As actividades físicas e desportivas foram do agrado dos alunos
As actividades físicas e desportivas foram do agrado dos alunos
A vereadora referiu que as actividades tiveram início em Outubro, tendo a autarquia sentido alguma dificuldade na contratação de professores de inglês e de música. Estas aulas foram preferencialmente dadas nos horários pós-actividade lectiva, mas, tendo em conta o elevado número de escolas e a escassez de professores, foi necessário, com o acordo da DREN/Centro de Área Educativa de Braga, dos Agrupamentos e dos próprios professores titulares de turma, ocupar outras horas para que nenhum aluno ficasse prejudicado. A vereadora disse ainda que um programa desta dimensão acarreta naturalmente algumas dificuldades para pôr em prática, mas que a experiência deste ano ajudará a preparar melhor o próximo. Trabalhámos com os Agrupamentos e com os senhores professores titulares de turma e sentimos uma grande colaboração.
Falámos também com alguns dos professores que leccionaram estas actividades. Ao nosso jornal referiram que as aulas destas disciplinas foram bem recebidas pelos alunos. Sentiram que a maioria estava motivada para novas aprendizagens e que o resultado foi muito positivo.

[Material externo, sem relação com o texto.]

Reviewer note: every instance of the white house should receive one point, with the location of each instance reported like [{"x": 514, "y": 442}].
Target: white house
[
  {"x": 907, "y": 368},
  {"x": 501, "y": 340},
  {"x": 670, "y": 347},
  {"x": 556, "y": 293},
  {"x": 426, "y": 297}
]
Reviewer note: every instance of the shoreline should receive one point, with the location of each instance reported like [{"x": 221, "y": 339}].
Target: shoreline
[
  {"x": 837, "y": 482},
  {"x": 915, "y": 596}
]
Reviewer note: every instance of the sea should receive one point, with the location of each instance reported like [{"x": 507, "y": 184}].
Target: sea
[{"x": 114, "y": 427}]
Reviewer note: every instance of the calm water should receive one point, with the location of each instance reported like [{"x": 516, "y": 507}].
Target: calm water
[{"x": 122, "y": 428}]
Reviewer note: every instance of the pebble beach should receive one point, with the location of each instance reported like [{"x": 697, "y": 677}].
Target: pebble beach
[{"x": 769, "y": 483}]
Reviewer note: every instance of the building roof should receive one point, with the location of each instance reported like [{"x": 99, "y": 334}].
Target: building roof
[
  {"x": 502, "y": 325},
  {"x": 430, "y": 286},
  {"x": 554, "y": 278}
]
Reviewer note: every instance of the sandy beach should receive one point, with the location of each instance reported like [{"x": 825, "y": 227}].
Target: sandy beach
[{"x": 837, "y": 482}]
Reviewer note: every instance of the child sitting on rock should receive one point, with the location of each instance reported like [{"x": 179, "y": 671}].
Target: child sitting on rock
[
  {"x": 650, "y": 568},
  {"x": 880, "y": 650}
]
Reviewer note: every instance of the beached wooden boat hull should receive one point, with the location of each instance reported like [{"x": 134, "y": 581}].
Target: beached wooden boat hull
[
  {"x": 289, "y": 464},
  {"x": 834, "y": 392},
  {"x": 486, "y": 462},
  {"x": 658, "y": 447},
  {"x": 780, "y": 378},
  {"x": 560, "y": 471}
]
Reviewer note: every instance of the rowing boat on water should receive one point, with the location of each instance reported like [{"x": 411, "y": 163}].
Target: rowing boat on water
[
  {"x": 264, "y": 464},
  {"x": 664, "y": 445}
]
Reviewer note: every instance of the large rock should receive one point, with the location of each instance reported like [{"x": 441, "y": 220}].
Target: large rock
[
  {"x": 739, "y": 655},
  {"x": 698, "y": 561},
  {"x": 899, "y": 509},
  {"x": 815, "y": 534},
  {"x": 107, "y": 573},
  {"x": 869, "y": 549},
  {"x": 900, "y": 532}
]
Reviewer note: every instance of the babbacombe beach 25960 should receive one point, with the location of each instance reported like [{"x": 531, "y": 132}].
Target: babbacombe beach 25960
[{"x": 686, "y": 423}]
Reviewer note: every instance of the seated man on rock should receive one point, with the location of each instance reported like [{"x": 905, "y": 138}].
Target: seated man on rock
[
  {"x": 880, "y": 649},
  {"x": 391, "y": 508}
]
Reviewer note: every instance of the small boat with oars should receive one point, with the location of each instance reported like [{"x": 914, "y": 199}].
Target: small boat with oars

A música integrou as actividades de enriquecimento curricular
A música integrou as actividades de enriquecimento curricular
A presidente do Conselho Executivo do Agrupamento de Escolas de Refojos, Dra. Maria do Céu Caridade, disse à nossa reportagem que a implementação deste programa, em todas as escolas do 1º ciclo do seu agrupamento, exigiu uma grande concertação de vontades e disponibilidades de que destaca a colaboração dos professores titulares de turma, especialmente aqueles cujos horários implicou alteração das horas para a actividade lectiva. Referiu que este primeiro ano de execução do programa apresentou algumas dificuldades, nomeadamente com a colocação e substituição de professores, mas acredita que o futuro trará melhorias na sua aplicação, dada a experiência conseguida ao longo deste ano. «Faço um balanço positivo do ano, consciente de que no próximo haverá vontade, quer da entidade promotora, a autarquia, quer do conselho executivo, de melhorar os aspectos que não correram tão bem este ano», concluiu.